Pero estos éxitos, que prácticamente le habían consagrado, no colmaron sus inquietudes plásticas. En 1900 marchó a París para completar su formación. Allí permaneció cuatro años, vinculado fundamentalmente a la Academia libre, en contacto con su bullente mundo artístico, y en especial con el escultórico, donde triunfaban las novedades de Rodin, Meunier, Dalou y la estética del Art Nouveau. Aprovechó la celebración de la Exposición Internacional de 1900 para presentar la estatua de Antonio Cánovas del Castillo, destinada a coronar el monumento que en colaboración con el arquitecto José Grases y Riera le estaba levantando en Madrid, y cuyo encargo había sido recibido dos años antes. Obtuvo por ella una tercera medalla y el conjunto fue inaugurado el 1 de enero de 1901. También participó en el Salón parisino de 1902, logrando una mención honorífica por el Resultado de la huelga.
Concluidos sus estudios en la capital francesa recorrió Inglaterra, Alemania, Bélgica y Holanda, interesándose por sus obras de arte, pero también por sus tipos, en especial los campesinos bretones y de los Países Bajos. De regreso a Sevilla, participó en la Exposición Nacional de Bellas Artes de 1904 y de nuevo en la de 1906, en la que fue premiado con una segunda medalla por El último tributo, obra que años más tarde, en 1910, le deparó una medalla de oro cuando la presentó a la Exposición Internacional de Buenos Aires. En 1909 se trasladó a Toledo, donde ocupó los cargos de director del Museo del Greco y profesor de modelado en su Escuela de Artes y Oficios. No obstante, en 1912 regresó a su ciudad natal, de la que no volvió a ausentarse.
Desde entonces se estrecharon aún más sus lazos con la vida artística local, donde sus títulos de caballero de la Legión de Honor y de comendador de número de la Orden Civil de Alfonso XII, junto a sus premios escultóricos, a los que ahora se sumaba una consideración de segunda medalla en la Exposición Nacional de 1912, le concedieron un enorme prestigio, avalado por su presencia institucional.
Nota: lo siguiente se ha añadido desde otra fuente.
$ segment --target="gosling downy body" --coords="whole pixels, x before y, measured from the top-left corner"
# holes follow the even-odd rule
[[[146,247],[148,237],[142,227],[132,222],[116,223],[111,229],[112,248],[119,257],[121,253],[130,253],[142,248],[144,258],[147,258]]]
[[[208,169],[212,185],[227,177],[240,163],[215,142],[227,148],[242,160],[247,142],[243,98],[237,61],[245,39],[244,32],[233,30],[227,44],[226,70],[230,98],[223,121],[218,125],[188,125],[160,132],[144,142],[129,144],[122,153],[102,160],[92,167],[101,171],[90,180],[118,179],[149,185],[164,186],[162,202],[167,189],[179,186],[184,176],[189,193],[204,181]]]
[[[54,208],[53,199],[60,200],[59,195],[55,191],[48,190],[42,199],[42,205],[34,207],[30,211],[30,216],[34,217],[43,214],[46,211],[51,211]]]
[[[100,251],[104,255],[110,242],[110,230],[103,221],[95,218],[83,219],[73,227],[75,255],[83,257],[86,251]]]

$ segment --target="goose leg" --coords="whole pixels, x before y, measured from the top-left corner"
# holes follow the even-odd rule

Era numerario de la Academia de Bellas Artes desde 1897, cuando fue elegido para ocupar el sillón de Susillo, muerto el año anterior; y socio muy activo del Ateneo, al que pertenecía desde su fundación en 1887, pero en el que ahora ocupaba cargos de relevancia, como el de presidente de su sección de Bellas Artes, entre 1917 y 1919. Dotado de un gran oficio, enfrentó con brillantez todos los géneros, desde la escultura conmemorativa a la religiosa, pasando por el retrato y el bajorrelieve, pero donde más cómodo se encontraba era en los trabajos de pequeño formato, resueltos con un exquisito virtuosismo en el que se concitan soluciones del pasado y de la renovación plástica del fin de siècle —la que conoció en su estancia parisina—, que dan por resultado trabajos atractivos, gratos y modernos. Por ello fueron los más demandados por su clientela privada y los que centraron su participación en los certámenes expositivos. En las Exposiciones Nacionales de Bellas Artes mantuvo una presencia testimonial, con asistencia sólo a las de 1917 y 1926; por el contrario, a las Primaverales de Bellas Artes, organizadas por el Ateneo, casi nunca faltó. Estuvo presente en ellas desde 1897, pasando por las de 1900, 1904, 1905, 1906, 1910, y perseverando en las de 1916, 1917, 1918, 1922, 1924, 1925, 1926, 1929, hasta llegar a la de 1930.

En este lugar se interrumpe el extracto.